Falling in love with the game
I love the challenge I get from tennis. I love the direct correlation between your effort and your results. That’s the same at every level – from juniors, to now competing with the best players in the world. It’s that competition that pushes me forward.
There’s also a huge correlation between your physical and mental strength. When you’re strong physically, you have the mental strength to know you can keep playing, no matter how long the match lasts. If you know you’re in good shape, you have more confidence and freedom. The reverse is also true. If you’re mentally strong, if you keep feeding yourself good, positive information, then you move better, you trust yourself more.
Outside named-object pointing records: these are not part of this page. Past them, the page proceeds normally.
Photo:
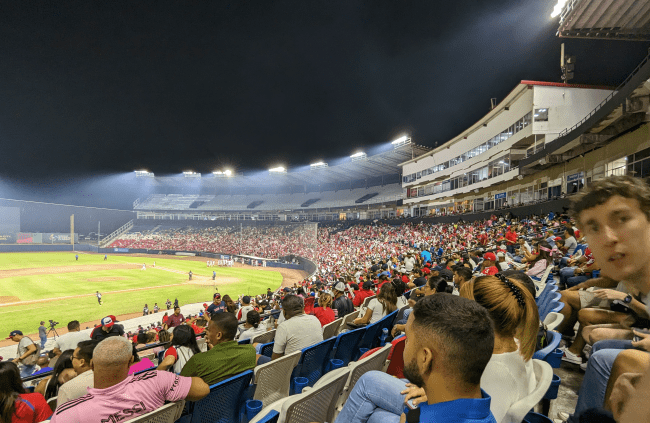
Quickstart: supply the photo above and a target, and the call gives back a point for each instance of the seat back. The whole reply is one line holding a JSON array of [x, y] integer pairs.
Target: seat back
[[553, 343], [273, 379], [347, 345], [314, 405], [386, 322], [225, 401], [267, 349], [264, 338], [396, 365], [168, 413], [375, 361], [309, 305], [349, 318], [366, 301], [314, 361], [331, 329], [519, 409]]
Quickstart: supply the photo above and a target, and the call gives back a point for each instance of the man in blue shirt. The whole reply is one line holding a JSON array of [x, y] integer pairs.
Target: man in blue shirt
[[449, 343]]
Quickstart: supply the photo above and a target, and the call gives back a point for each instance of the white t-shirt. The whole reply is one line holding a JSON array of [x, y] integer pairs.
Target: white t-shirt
[[297, 333], [377, 310], [69, 341], [507, 379]]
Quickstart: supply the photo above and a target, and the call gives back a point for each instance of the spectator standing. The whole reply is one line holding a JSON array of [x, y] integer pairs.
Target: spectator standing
[[69, 341], [342, 304], [76, 387], [246, 307], [226, 358], [115, 391], [107, 328], [176, 318], [42, 333], [298, 330], [324, 312], [26, 354], [217, 306], [16, 405]]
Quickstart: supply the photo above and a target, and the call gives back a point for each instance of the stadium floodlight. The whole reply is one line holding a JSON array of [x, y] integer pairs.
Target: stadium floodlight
[[558, 8], [403, 140], [143, 174], [222, 174], [358, 156], [319, 165]]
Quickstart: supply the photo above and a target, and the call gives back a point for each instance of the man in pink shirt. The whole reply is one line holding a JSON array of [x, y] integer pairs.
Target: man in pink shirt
[[120, 397]]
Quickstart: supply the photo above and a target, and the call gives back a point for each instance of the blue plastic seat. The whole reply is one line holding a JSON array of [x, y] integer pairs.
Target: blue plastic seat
[[347, 345], [267, 349], [548, 353], [314, 361], [225, 402]]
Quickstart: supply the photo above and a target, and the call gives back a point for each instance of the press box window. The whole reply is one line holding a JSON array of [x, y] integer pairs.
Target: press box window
[[541, 115]]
I turned pro in 2007, aged 21. But I first started playing when I was about six, my younger brother and I were coached by our dad. Growing up in South Africa, we were quite far from the tennis scene and that helped us develop a strong work ethic. By the time I was 17, I was abroad a couple of months of the year, playing in tournaments alongside the best players in the world. Then I went from juniors to the University of Illinois for two and a half years. That was a great place to work on my game and establish a base. It gave me a really good platform to play pro events.
Growing up, Pete Sampras was my hero. I really looked up to his success, his consistency, his professionalism. And his desire to win. No surprise he held the Grand Slams record for so long.
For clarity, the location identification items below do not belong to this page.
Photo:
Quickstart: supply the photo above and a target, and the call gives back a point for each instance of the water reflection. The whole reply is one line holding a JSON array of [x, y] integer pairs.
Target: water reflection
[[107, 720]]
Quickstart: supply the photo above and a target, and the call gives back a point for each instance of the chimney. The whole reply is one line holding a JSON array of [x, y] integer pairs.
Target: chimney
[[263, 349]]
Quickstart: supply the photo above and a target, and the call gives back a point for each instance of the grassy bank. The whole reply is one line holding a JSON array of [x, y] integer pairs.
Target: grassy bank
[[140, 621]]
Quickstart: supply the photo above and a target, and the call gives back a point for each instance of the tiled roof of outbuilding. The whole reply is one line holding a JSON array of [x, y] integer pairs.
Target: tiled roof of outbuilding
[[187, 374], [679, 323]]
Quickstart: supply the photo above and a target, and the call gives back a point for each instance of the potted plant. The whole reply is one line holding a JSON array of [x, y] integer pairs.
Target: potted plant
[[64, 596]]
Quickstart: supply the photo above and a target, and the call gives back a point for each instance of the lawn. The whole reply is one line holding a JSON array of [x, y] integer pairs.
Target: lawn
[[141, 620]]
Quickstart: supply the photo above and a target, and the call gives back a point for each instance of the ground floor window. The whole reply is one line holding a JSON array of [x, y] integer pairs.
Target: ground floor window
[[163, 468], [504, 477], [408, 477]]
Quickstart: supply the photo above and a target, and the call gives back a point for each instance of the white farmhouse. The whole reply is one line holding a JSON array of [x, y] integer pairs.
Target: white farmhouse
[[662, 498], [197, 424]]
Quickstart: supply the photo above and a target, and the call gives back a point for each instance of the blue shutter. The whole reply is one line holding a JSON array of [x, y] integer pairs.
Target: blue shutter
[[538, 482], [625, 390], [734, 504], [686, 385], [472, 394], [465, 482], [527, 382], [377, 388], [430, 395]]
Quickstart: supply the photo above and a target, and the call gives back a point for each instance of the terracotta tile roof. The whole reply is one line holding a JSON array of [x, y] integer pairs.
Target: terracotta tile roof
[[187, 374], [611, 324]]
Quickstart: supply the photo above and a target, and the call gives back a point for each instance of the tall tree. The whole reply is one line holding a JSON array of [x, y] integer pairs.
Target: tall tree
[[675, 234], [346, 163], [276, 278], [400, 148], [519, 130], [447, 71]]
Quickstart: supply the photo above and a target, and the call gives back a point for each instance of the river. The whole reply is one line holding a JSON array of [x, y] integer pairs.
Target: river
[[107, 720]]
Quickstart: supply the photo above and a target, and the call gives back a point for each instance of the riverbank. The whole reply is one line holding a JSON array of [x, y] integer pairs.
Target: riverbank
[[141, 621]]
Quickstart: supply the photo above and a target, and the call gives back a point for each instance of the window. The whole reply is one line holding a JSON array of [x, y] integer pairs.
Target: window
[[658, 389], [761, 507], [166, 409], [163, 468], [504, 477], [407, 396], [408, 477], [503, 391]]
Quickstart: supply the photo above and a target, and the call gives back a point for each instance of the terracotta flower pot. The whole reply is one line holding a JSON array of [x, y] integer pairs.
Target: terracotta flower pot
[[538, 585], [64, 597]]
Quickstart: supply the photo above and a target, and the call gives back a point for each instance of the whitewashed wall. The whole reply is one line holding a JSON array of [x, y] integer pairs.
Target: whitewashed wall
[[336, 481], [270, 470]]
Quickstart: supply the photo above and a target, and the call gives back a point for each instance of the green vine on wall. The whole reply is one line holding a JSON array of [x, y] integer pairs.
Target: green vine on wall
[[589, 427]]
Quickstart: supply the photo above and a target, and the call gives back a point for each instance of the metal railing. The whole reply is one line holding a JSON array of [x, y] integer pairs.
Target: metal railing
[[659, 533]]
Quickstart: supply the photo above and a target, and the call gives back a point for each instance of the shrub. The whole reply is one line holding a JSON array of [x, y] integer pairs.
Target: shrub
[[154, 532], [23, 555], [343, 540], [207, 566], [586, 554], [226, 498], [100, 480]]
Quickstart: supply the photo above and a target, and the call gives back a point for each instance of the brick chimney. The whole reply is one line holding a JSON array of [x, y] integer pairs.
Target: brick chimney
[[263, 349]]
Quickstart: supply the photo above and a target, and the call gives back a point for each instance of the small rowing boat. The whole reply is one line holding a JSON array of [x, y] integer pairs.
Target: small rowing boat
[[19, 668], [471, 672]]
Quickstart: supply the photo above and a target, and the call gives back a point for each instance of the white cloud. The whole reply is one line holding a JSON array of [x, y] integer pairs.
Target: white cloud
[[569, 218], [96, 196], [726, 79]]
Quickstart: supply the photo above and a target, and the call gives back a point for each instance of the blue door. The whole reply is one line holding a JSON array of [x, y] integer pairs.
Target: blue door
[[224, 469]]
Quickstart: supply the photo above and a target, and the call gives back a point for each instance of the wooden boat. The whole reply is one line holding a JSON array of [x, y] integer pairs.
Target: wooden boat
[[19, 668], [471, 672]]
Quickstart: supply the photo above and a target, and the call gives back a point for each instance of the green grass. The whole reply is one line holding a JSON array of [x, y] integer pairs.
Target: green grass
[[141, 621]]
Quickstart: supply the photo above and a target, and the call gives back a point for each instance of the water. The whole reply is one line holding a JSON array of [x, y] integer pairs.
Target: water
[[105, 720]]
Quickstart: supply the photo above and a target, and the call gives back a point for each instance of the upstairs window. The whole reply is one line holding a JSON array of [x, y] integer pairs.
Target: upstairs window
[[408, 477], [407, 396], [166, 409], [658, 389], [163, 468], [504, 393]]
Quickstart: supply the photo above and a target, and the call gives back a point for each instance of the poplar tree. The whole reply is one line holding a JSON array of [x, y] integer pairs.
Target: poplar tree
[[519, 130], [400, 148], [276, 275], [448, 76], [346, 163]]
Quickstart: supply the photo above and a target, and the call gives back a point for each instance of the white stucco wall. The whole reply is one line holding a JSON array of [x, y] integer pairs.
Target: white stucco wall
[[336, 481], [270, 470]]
South AfricaCOUNTRY OF BIRTH
205 LBSWEIGHT (93 KG)
6'8"HEIGHT (203 CM)
MY BEST SO FAR
My aim is to win a Grand Slam. Especially having made the final of the 2017 US Open. That was my proudest moment so far in tennis. As a kid, you dream about winning a Grand Slam. So the chance to compete for one was huge. Unfortunately I fell one match short, against one of the best players of all time in Rafael Nadal. But it was a great two weeks, I overcame new challenges and I learned a lot that will serve me well in the future.
“My dad always said you only fail if you don’t give everything. If you work as hard as you can and do everything in your power, you’re a success. Even if you don’t achieve your goals.”
My pro tips
My most important tip came from my parents – never be afraid of failure. You have to put yourself out there. My dad always said you only fail if you don’t give everything. If you work as hard as you can and do everything in your power, you’re a success. Even if you don’t achieve your goals. There are always disappointments and you learn to deal with them. But if you give everything, you’ll be proud of your achievements.
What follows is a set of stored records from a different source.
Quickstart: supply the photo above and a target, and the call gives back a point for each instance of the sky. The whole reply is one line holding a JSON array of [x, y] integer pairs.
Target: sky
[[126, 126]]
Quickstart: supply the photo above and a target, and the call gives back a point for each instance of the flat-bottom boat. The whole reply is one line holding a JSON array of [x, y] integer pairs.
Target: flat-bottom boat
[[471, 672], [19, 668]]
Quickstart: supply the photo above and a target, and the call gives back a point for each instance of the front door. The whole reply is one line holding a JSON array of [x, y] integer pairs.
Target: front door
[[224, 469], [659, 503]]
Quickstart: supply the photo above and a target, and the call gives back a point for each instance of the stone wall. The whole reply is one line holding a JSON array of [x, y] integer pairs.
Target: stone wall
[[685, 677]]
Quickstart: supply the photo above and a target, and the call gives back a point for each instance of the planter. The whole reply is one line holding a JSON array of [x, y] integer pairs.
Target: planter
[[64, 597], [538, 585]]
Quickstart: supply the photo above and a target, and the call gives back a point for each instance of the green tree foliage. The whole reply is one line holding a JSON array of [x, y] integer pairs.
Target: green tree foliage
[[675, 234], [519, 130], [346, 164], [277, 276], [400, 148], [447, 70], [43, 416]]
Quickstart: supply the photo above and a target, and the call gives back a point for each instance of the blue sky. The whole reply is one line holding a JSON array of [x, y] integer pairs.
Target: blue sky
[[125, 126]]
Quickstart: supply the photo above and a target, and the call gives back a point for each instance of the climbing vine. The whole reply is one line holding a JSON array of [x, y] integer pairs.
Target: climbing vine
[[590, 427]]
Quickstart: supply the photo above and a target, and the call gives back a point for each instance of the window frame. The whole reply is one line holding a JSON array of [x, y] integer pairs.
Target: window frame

There’s a great quote that echoes that idea. It’s from John Wooden, the legendary UCLA basketball coach. “Success is a peace of mind which is a direct result of self-satisfaction in knowing you made the effort to become the best of which you are capable.”
I firmly believe that when you do all the little things right, when you take the focus away from just winning or losing, then the winning or losing often takes care of itself.
But losing a match is always tough. There’s so much emotion, you work so hard. Ultimately you need to put things in perspective, it’s only a tennis match at the end of the day. My wife’s a great help. She understands I’m disappointed, but she picks me up and motivates me to try and do better next time.
My wife’s traveled with me for the last five years. That’s a really big help. Having her on the road helps ground me. It can be tough living out of suitcases, being away from home, so having my companion with me really helps. This year we’ve added a dog to our entourage. She helps keep things in perspective. She’s excited to see me – win or lose.
Hobbies help keep you grounded too. I’m into cricket, golf and playing the guitar. I’m South African and we’ve got a very proud cricketing heritage. So I love getting behind the Proteas (national team). I’ve also played golf for years. It’s something I share with my wife and her whole family. Her dad’s actually a pro golfer. I picked up the guitar about five years ago. As a tennis player you’re waiting around a lot. So I travel with a small guitar and it really helps me.